References: Bruining DH, Bhatnagar G, Rimola J, et al. CT and MR enterography in Crohn’s disease: current and future applications. Abdom Imaging 2015;40(5):965–974.
Griffin N, Grant LA, Anderson S, et al. Small bowel MR enterography: problem solving in Crohn’s disease. Insights Imaging 2012;3(3):251–263.
3 Answer D.The CT demonstrates mild uniform circumferential wall thickening of the terminal ileum. The colon is not fully distended, but the cecum and ascending colon also demonstrate mild wall thickening. There is a small amount of free fluid present.
The appendix is not shown, but the abnormality involves the ileum and the ascending colon and is not concentrated at the cecal tip. The wall thickening is regular and mild, not mass-like, and therefore unlikely to be neoplastic. Adenocarcinoma of the ileum is annular and constricting, and the lumen is normal in this case.
With the relatively mild wall thickening (<1 cm), an infectious or inflammatory etiology is most likely. Crohn disease (not included in the options) could have this appearance. Infections involving the ileum and right colon are usually caused by Yersinia (as in this case), Campylobacter, or Salmonella species. Tuberculous infection also involves this area and may mimic Crohn disease. With infectious ileocecitis, lymphadenopathy (not shown in this case) is commonly present.
Reference: Hoeffel C, Crema MD, Belkacem A, et al.
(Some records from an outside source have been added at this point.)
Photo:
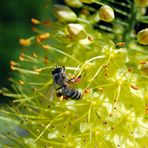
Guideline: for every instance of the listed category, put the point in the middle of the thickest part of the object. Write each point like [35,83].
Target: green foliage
[113,112]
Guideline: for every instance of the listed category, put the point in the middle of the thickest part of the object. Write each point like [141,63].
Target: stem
[131,21]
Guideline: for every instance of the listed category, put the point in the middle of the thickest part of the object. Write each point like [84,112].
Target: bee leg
[86,90]
[61,98]
[73,79]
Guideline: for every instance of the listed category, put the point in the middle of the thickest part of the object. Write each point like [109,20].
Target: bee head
[58,70]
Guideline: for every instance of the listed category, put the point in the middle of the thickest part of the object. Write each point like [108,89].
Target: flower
[76,31]
[142,36]
[64,13]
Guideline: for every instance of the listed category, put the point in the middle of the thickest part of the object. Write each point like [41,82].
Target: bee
[64,90]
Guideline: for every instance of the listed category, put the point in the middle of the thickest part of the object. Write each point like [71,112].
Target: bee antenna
[63,67]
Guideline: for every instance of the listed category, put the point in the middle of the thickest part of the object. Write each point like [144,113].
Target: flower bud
[76,31]
[64,13]
[141,3]
[142,36]
[87,1]
[106,13]
[74,3]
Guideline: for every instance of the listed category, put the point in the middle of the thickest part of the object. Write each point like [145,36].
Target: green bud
[141,3]
[142,36]
[106,13]
[74,3]
[76,31]
[64,13]
[87,1]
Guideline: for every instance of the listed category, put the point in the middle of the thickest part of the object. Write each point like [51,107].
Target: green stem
[131,21]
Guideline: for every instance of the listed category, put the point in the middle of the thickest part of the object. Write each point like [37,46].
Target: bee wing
[51,91]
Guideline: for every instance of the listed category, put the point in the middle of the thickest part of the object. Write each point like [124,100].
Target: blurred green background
[15,16]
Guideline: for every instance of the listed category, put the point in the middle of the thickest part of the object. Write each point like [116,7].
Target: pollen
[43,37]
[25,42]
[134,87]
[35,21]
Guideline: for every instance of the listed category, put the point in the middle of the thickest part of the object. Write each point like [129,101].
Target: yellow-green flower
[106,13]
[142,36]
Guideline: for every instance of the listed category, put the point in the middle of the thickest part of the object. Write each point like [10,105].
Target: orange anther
[25,42]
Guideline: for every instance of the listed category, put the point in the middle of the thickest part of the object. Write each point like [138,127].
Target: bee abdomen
[72,93]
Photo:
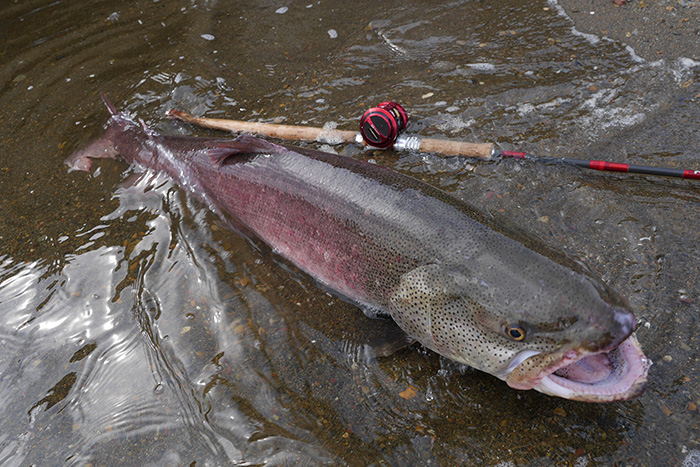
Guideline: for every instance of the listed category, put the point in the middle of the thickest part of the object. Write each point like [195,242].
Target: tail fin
[108,103]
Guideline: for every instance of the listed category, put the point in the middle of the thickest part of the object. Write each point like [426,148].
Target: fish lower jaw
[619,374]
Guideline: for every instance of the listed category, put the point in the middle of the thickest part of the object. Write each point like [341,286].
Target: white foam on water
[591,38]
[527,108]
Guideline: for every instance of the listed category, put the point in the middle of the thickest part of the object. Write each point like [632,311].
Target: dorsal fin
[244,144]
[112,110]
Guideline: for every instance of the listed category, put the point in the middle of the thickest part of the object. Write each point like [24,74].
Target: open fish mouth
[606,376]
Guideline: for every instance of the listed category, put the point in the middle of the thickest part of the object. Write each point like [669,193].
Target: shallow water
[136,329]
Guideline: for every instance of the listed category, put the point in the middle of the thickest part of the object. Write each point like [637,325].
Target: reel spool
[380,125]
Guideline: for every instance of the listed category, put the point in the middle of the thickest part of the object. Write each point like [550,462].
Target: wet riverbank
[134,326]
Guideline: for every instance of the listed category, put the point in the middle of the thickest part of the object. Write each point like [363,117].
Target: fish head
[570,337]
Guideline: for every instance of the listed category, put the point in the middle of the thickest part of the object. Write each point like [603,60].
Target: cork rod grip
[457,148]
[290,132]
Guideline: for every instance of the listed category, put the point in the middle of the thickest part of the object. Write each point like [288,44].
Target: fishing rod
[380,127]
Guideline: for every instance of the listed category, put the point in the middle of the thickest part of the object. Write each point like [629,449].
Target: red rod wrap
[612,166]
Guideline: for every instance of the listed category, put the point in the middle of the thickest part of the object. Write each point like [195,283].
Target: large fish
[461,283]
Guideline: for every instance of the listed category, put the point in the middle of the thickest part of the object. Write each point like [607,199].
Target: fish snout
[622,325]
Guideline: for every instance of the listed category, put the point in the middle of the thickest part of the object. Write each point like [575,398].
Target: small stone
[408,393]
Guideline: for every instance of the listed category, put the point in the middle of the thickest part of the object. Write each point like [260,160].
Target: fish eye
[515,331]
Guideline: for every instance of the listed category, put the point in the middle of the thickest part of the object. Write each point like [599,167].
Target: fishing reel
[380,125]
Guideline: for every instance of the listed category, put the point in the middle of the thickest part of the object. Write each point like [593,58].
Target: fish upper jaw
[578,374]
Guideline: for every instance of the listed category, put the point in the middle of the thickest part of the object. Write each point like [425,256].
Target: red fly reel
[380,125]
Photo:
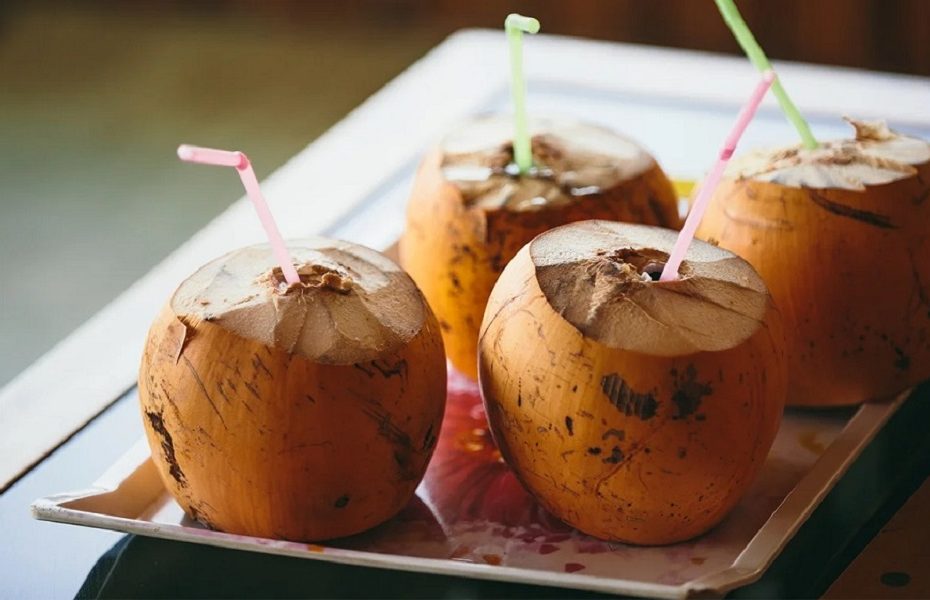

Multi-detector row CT: spectrum of diseases involving the ileocecal area. Radiographics 2006;26(5):1373–1390.
4 Answers:
1. Answer B.Given the patient’s fever and leukocytosis, concern is raised for extraluminal extension of disease. CT is widely available and the scan time minimal, which is helpful for a patient in significant pain. The examination may be performed as a CT enterography study with an attempt at maximizing bowel distention for optimal wall analysis. If the patient is too ill to tolerate the oral contrast, a standard CT with intravenous contrast will still be sufficient to assess the extraintestinal tissues for complications such as an abscess or fistula.
2. Answer A.Given the patient’s age and probable need for future recurrent imaging, radiation doses should be minimized. MR enterography involves no ionizing radiation and will be able to assess the bowel wall for thickening and enhancement, evaluate the degree of bowel dilatation in the setting of known strictures, and image the extraintestinal tissues.
3. Answer B.The patient’s history raises question of an enterovesical or colovesical fistula. Given her history of a hysterectomy, small bowel loops may be crowded in the pelvis and difficult to separate on a barium small bowel follow-through. Cross-sectional imaging is more appropriate, and given the superior spatial resolution of CT over MR, the CT enterography or conventional CT would be the ideal choice.
4. Answer C.With the findings suspicious for early Crohn disease, investigation of the more proximal small bowel to determine extent of involvement is indicated. Cross-sectional imaging with either CT or MR is insensitive for the evaluation of early disease. The small bowel follow-through is more sensitive for early changes such as aphthae or erosions. A capsule endoscopy will also detect early changes of Crohn but probably should not be attempted as an initial small bowel study in a patient with potential stricturing disease. In one small study, 15% of patients with suspected Crohn disease retained the capsule.
References: Bruining DH, Bhatnagar G, Rimola J, et al. CT and MR enterography in Crohn’s disease: current and future applications. Abdom Imaging 2015;40(5):965–974.
Lee NM, Eisen GM. 10 years of capsule endoscopy: an update. Expert Rev Gastroenterol Hepatol 2010;4(4):503–512.